S. maltophilia is generally considered to be an opportunistic pathogen of growing significance [4, 10]. A large study conducted from 1997 to 2001 covering 18,569 non-fermentative gram-negative bacilli found that, at 8%, S. maltophilia was the third most frequently isolated pathogen from clinical specimens [11]. Studies conducted at individual centers report of S. maltophilia increasing at their institutions. Krcmery et al. [12] found that the number of S. maltophilia bacteremias at a cancer referral centre increased significantly from 1989 to 1996 following the introduction of imipenem in 1991. At a university hospital in the USA, the annual isolation rates doubled from 7.1 to 14.1 per 10,000 discharges within 4 years (1981–1984) [5]. At a Kuwaiti hospital, the number of S. maltophilia isolates increased between 1993 and 1997, and the change correlated significantly with an increase in the annual consumption of carbapenems [6]. Our data revealed an increase in the incidence density of SM/1,000 pd in 16 ICUs. However, the incidence of SM/1,000 pd decreased in the other 18 ICUs, suggesting that, overall, the situation is heterogeneous. Structure parameters did not differ in either group. When testing the data of the 34 ICUs with the incidence test, or, respectively, the incidence density test, a statistically significant decrease was found, even though total antibiotic use and carbapenem use increased slightly during the 4-year period. With respect to nosocomial infections caused by S. maltophilia, we did not observe a significant change over a period of 4 years in the SARI-ICUs reporting NIs to the KISS system. Even over a period of 7 years (1998–2004), nosocomial infections caused by SM in KISS-ICUs fluctuated between 0.193 and 0.121, but did not increase.

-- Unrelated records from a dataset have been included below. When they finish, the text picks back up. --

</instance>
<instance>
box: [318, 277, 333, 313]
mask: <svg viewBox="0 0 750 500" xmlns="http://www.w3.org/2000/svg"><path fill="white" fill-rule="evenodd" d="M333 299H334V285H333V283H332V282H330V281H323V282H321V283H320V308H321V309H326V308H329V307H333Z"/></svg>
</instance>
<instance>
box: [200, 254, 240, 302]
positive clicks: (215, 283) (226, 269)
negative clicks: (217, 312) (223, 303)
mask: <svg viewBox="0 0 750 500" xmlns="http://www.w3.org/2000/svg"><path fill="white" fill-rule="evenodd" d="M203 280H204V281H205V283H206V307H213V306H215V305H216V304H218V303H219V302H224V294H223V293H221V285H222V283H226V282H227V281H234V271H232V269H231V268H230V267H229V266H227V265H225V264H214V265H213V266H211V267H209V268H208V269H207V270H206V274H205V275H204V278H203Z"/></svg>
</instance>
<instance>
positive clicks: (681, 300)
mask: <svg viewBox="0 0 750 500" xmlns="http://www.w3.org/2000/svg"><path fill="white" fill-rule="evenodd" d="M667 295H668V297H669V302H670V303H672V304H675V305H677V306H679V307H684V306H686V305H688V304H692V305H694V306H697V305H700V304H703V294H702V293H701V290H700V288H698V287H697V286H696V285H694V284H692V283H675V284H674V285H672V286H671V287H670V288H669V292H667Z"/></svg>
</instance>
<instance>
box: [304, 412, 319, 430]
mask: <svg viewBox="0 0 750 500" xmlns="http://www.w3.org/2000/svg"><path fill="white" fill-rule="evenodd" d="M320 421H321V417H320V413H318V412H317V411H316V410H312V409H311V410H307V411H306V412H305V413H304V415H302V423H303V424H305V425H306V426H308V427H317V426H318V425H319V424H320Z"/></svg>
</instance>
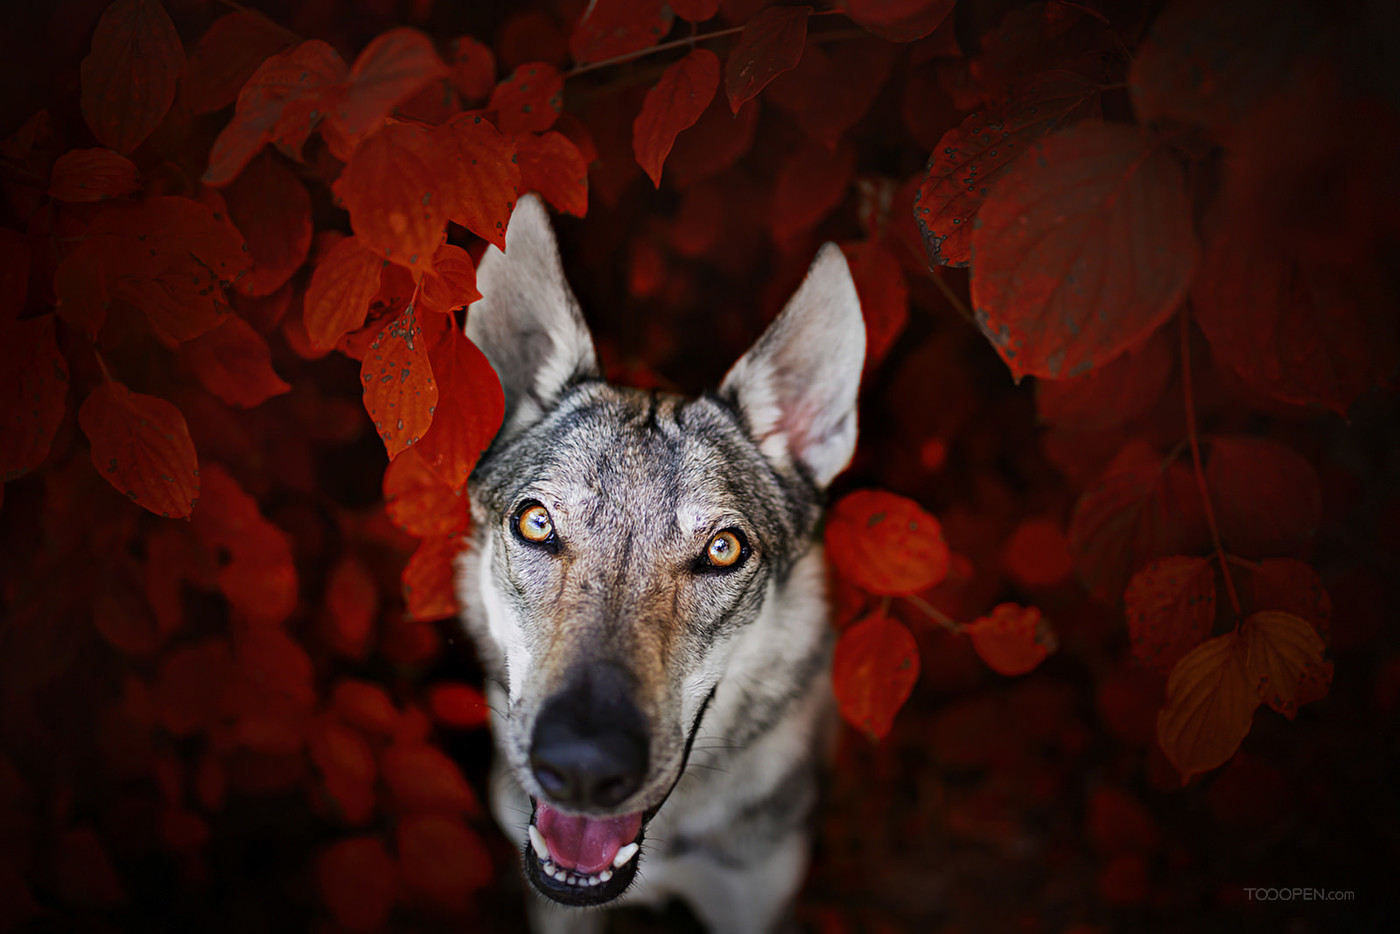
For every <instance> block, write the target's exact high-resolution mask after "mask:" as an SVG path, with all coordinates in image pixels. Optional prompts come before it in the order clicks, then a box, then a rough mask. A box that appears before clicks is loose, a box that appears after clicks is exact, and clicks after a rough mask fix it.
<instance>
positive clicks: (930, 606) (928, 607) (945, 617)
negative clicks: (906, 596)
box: [904, 594, 963, 633]
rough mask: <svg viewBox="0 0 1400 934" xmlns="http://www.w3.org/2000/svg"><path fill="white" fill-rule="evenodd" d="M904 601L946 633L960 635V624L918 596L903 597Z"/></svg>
mask: <svg viewBox="0 0 1400 934" xmlns="http://www.w3.org/2000/svg"><path fill="white" fill-rule="evenodd" d="M904 599H907V601H909V602H910V604H913V605H914V606H917V608H918V609H920V611H923V613H924V616H928V619H931V620H934V622H935V623H938V625H939V626H942V627H944V629H946V630H948V632H951V633H962V630H963V625H962V623H959V622H958V620H956V619H953V618H951V616H949V615H948V613H945V612H944V611H941V609H938V608H937V606H934V605H932V604H930V602H928V601H925V599H924V598H921V597H920V595H918V594H909V595H907V597H904Z"/></svg>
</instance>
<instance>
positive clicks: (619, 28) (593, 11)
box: [568, 0, 673, 64]
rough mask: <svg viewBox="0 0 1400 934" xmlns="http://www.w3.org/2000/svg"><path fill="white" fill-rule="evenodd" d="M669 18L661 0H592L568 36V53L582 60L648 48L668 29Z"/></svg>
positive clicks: (585, 9) (653, 44) (595, 58)
mask: <svg viewBox="0 0 1400 934" xmlns="http://www.w3.org/2000/svg"><path fill="white" fill-rule="evenodd" d="M672 18H673V17H672V13H671V8H669V7H668V6H666V4H665V3H662V0H594V1H592V3H589V4H588V7H587V8H585V10H584V17H582V20H580V21H578V25H575V27H574V32H573V34H571V35H570V36H568V53H570V55H571V56H573V57H574V62H577V63H580V64H584V63H587V62H602V60H603V59H616V57H619V56H624V55H630V53H633V52H640V50H643V49H650V48H651V46H654V45H657V43H658V42H661V38H662V36H664V35H666V34H668V32H671V21H672Z"/></svg>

In conclusion, S. maltophilia is an important nosocomial pathogen that displays significant morbidity and mortality. Our results can be used as benchmarking data and show a mean incidence density of 2.2 SM/1,000 pd and a mean incidence density of nosocomial infections caused by S. maltophilia (SM-NI/1,000 pd) of 0.134. However, our multicenter data indicated that the incidence density of S. maltophilia is heterogeneous within individual ICUs, as is the incidence density of NIs caused by this pathogen, but that, overall, S. maltophilia did not increase in German SARI-ICUs between the years 2001 and 2004.